Einen dagegen erhobenen Rekurs des Betroffenen wies das Landesgericht für Zivilrechtssachen Wien als unzulässig zurück. Ein außerordentlicher Revisionsrekurs des Betroffenen wurde vom Obersten Gerichtshof mit Beschluss vom 9. 11. 2006 zurückgewiesen (6 Ob 251/06i).
Rechtliche Beurteilung
Nach § 111 Abs 2 JN bedarf die Übertragung der Zuständigkeit im Fall der Weigerung des anderen Gerichtes zu ihrer Wirksamkeit der Genehmigung des den beiden Gerichten zunächst übergeordneten gemeinsamen höheren Gerichtes, im vorliegenden Fall sohin des Obersten Gerichtshofs.

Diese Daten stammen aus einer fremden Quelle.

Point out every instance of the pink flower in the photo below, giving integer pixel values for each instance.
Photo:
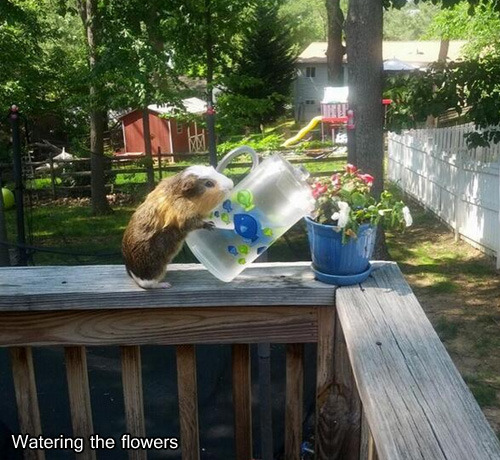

Gemäß § 111 Abs 1 JN kann das Pflegschaftsgericht seine Zuständigkeit einem anderen Gericht übertragen, wenn dies im Interesse des Pflegebefohlenen gelegen erscheint. Dies ist in der Regel dann der Fall, wenn der Mittelpunkt der Lebensführung des Pflegebefohlenen im Sprengel jenes Gerichtes liegt, an das die Zuständigkeit übertragen wird. Entscheidend ist immer das Wohl des Pflegebefohlenen, das nach den im Einzelfall gegebenen Umständen zu beurteilen ist (RIS-Justiz RS0047300; 3 Nc 6/06x). Nach der Aktenlage kann keinem Zweifel unterliegen, dass sich der Mittelpunkt der Lebensführung des Betroffenen derzeit in Wien befindet; dies wird vom Betroffenen auch so empfunden. Die Angaben des Betroffenen (ON 84), er müsse nur mehr alle zwei Wochen zu einer Kontrolluntersuchung in das Spital und wohne im Übrigen wieder in 1040 Wien, *****, werden durch die vorliegenden Erhebungsergebnisse bestätigt. Nach telefonischer Auskunft des Krankenhauses wurde der Betroffene am 24. 5. 2006 in häusliche Pflege entlassen; er habe mehrfach und ausdrücklich den Wunsch geäußert, in seine Wohnung in 1040 Wien zurückkehren zu wollen. Als Voraussetzung für seine Entlassung sei eine mobile Krankenschwester sowie Heimhilfe organisiert worden (ON 40). Dass einzelne Beschlüsse dem Betroffenen tatsächlich in Graz zugestellt werden konnten (vgl die Rückscheine zu ON 73), steht dem nicht zwingend entgegen, weil daraus kein Rückschluss auf den - rechtlich allein ausschlaggebenden - Mittelpunkt der Lebensführung des Betroffenen zu ziehen ist.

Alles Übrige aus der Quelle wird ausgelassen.